The problem is that the upvoters get a highly disproportionate say in the matter. Let's say
- 30% of the HN community finds that drug war article interesting. They all upvote it. - 20% don't care or have no opinion. They do nothing. - The other 50% think the article is only marginally on-topic. (I would say it is not at all on topic, but let's give the benefit of the doubt.)
For those HN users, the article isn't spam or evil or lame (it's the freakin' Economist!), so lumping it in with that sort of nastiness by flagging it seems extreme -- a bit like the nuclear option. I can't find any description of how the flagging works, so I don't know if flag counts are public or not.
What you end up with is a plurality of public upvoters balanced by a (I'm assuming) silent and mostly invisible minority of off-topic flaggers. These are very different axes of expression. They don't really balance each other in the case of a marginally on-topic submission.
What would help, particularly in these marginal cases, is a reciprocal downvote.
And on top of that it is clearly politics, which isn't fun to discuss or engage in. Unless you enjoy other high-risk, low-reward activities like, say, juggling chainsaws..
This effect is probably muted on SO which is primarily technical.
What we really need is a system that works most of the time. The cost of a false negative with down-voting (losing a genuinely insightful article as off-topic etc) is simply too high, IMO.
As regards the comparison with Stack Overflow: I find it rather pointless; the sites exist to serve different purposes altogether.
Perhaps you could rethink your initial thoughts given all the comments above and provide an even more interesting analysis of how user behavior is modified by the presence of certain features... :)

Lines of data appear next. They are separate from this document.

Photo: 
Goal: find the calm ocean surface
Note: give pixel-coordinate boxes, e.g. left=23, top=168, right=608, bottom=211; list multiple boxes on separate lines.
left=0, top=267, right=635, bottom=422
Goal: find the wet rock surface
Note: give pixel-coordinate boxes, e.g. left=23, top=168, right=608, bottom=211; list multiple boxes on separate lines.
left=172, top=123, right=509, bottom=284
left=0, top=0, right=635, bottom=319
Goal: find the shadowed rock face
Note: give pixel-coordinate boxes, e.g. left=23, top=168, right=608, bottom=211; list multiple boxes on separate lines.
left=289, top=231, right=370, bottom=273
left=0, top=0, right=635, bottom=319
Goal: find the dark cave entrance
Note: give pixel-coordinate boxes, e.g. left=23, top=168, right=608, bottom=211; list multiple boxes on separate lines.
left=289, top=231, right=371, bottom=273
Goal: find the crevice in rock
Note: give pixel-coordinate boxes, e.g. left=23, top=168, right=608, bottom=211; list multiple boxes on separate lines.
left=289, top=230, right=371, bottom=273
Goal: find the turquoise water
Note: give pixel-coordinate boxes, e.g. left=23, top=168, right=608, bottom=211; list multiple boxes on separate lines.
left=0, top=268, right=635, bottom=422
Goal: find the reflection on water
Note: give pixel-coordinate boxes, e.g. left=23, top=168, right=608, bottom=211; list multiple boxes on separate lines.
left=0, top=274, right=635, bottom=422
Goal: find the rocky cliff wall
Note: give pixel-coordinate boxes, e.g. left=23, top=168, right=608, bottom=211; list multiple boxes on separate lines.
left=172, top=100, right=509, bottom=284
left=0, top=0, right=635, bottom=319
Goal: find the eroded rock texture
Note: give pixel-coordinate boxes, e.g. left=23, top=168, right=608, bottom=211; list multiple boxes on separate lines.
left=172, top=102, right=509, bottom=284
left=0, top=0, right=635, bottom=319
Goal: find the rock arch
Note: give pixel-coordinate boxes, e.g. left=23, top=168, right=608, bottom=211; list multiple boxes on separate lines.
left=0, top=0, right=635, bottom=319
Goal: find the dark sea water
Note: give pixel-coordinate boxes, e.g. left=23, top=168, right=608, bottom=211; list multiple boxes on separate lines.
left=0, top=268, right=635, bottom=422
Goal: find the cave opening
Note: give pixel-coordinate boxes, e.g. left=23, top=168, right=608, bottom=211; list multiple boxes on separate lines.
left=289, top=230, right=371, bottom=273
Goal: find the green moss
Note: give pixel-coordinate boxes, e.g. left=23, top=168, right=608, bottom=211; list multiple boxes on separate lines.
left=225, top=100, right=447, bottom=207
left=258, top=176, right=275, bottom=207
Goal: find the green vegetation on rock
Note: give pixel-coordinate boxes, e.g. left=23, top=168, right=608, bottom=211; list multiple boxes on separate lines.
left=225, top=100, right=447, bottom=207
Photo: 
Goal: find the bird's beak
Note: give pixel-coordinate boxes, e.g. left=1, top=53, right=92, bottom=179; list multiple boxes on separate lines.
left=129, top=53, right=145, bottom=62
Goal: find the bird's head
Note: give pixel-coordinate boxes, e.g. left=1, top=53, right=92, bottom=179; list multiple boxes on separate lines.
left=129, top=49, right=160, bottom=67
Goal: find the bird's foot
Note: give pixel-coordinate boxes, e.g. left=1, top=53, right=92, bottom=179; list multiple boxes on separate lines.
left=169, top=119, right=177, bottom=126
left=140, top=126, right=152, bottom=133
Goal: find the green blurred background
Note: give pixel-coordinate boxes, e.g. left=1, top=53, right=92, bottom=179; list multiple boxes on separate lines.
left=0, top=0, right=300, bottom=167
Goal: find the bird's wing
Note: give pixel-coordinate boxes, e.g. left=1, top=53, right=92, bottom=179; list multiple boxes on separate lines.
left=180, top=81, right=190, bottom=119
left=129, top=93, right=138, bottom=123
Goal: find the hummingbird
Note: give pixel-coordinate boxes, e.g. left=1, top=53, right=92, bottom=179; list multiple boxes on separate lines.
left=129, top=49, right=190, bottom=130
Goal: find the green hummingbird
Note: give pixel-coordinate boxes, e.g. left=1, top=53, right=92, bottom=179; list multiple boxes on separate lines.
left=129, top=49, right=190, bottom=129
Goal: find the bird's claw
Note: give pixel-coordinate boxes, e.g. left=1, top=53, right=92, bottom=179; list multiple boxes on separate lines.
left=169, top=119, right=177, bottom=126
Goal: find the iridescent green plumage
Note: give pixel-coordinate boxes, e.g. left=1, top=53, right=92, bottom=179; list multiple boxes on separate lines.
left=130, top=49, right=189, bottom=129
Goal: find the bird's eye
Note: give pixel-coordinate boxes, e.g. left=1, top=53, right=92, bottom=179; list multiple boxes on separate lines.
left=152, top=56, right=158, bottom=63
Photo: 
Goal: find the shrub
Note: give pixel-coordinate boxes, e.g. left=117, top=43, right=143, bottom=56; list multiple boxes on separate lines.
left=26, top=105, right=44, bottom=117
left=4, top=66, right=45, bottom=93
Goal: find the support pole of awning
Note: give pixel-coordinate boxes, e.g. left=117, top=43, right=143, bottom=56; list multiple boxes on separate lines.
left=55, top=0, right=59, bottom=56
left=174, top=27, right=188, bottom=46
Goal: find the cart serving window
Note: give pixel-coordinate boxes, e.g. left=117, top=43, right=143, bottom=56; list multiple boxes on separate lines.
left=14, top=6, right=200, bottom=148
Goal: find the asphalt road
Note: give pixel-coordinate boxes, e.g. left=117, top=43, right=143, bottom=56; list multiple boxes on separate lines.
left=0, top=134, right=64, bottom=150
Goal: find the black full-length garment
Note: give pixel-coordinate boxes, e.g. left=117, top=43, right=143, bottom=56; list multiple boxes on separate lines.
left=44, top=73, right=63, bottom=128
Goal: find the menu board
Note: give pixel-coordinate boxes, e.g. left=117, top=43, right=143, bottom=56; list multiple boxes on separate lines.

But you never give any reasoning for your own disproportionate weights beyond what you personally feel is fair or seems to work. Granted, HN gives no little rationale as well, but that makes it at least as valid, having survived longer. It may be that the ideal weight for downvotes is even lower than 1/5th, or it may be that merely having downvotes at all hurts a site more than not having them.
The message an upvote sends is "I like this and I want to see more of it". Conversely, you seem to think a downvote should say "I hate this and want to see less of it", but when the site adds them directly to upvotes, the downvote message becomes "I hate this and I think everyone who voted it up is an idiot." A site using this mechanism sends the message "We are willing to allow controversial material as long as an enthusiastic subset of users votes it up." I would expect this to encourage clique voting over time.
By contrast, the message the flag system sends is "I don't think this belongs on the site; what do you think?" It defers the decision of what belongs on the site to editors. This is more work than letting the market decide, and it probably doesn't scale as well. However, it also ensures that the market doesn't take your site in directions that you don't want to go.